Таким образом, если не выделять как основу этнический характер хозяйственной деятельности, можно отметить, что при определении традиционного природопользования выделяются как основные критерии: 1) исторический характер формирования практик природопользования внутри самой этнической группы, 2) неистощительный характер эксплуатации природных ресурсов. Более спорным является выделение третьего критерия ориентированности на собственные нужды, а не на рынок. Однако два последних пункта имеют между собой довольно сильную связь, поэтому в данном случае мы считаем важным отметить его.

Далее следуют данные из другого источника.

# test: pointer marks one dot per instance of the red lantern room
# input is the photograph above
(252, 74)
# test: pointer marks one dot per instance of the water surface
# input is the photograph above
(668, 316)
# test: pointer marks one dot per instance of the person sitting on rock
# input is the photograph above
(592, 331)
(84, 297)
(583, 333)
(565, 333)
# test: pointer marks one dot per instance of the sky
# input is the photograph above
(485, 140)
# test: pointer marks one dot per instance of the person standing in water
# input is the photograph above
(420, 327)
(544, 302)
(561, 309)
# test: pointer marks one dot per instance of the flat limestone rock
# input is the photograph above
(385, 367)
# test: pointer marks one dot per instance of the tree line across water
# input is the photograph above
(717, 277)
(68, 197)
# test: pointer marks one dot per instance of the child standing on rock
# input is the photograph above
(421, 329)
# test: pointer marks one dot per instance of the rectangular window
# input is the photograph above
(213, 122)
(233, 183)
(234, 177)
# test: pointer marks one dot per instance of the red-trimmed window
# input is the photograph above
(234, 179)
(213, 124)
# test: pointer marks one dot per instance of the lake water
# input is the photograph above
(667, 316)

Далее рассмотрим последовательно, какие критерии традиционного природопользования удовлетворяются в том случае, когда речь заходит о добыче мамонтовой кости.

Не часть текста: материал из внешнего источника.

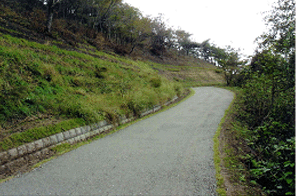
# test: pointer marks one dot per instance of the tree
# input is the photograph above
(51, 5)
(231, 65)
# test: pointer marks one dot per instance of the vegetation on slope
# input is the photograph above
(262, 135)
(68, 78)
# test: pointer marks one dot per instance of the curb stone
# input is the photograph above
(38, 149)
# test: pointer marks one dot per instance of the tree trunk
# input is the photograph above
(49, 15)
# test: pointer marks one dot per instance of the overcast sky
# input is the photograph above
(226, 22)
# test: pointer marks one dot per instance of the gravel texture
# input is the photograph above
(170, 153)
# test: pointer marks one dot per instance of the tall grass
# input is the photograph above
(38, 78)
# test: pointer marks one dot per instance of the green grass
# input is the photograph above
(38, 78)
(217, 159)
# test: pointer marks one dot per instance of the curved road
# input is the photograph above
(170, 153)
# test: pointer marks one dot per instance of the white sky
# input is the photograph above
(226, 22)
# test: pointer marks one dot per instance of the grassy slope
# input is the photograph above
(47, 84)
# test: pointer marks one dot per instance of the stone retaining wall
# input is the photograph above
(40, 149)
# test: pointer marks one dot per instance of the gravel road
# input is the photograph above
(170, 153)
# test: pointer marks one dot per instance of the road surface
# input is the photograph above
(170, 153)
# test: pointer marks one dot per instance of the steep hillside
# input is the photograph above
(50, 81)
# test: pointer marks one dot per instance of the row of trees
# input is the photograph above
(268, 101)
(119, 23)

Сбор мамонтовой кости в настоящее время это один из важных источников дохода на Севере Якутии в целом для населения. Сам этот неформальный бизнес представляет собой сезонные работы, когда мужчины группами по 10-15 человек, без оформления трудовых отношений, в летний период отправляются в тундру для сбора мамонтовой кости.
Согласно законодательству РФ, сбор мамонтовой кости можно вести исключительно в научно-исследовательских, учебных и познавательных целях. Это означает возможность сбора лишь единичных образцов без проведения горных и других видов специальных работ. Ограничение количества сбора образцов ископаемой мамонтовой кости «единичными образцами» привело к тому, что сборщик обращается за 10-20 лицензиями по небольшим 1020 участкам, на которых не может быть собран заявленный объём. Лицензии оформляются на одни участки, а сырьё добывается на других участках.

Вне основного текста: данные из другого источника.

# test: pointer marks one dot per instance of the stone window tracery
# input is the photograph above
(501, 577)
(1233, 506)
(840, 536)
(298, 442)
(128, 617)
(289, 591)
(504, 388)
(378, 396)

Так как коммерческий сбор палеонтологического материала не регламентирован, налоговые выплаты с данного вида деятельности отсутствуют. Хотя ежегодно добывается более 100 т, оцениваемых в 1,5 млрд рублей, не учитывая контрабанду. Кроме того, как было сказано выше, не допускается использование техники. Сборщики же зачастую используют её для добычи бивня вне лицензированных участков. Весьма распространённой является практика размыва почв с помощью мощных водяных насосов. Таким образом, несмотря на то что законодательство регламентировало сбор мамонтовой фауны, его отдельные положения расходятся с имеющейся практикой. Так как сборщики мамонтовой фауны могут распоряжаться останками по своему усмотрению только лишь после того, как государство не выкупит их как представляющие научный и культурный интерес, частыми стали ситуации распила бивней.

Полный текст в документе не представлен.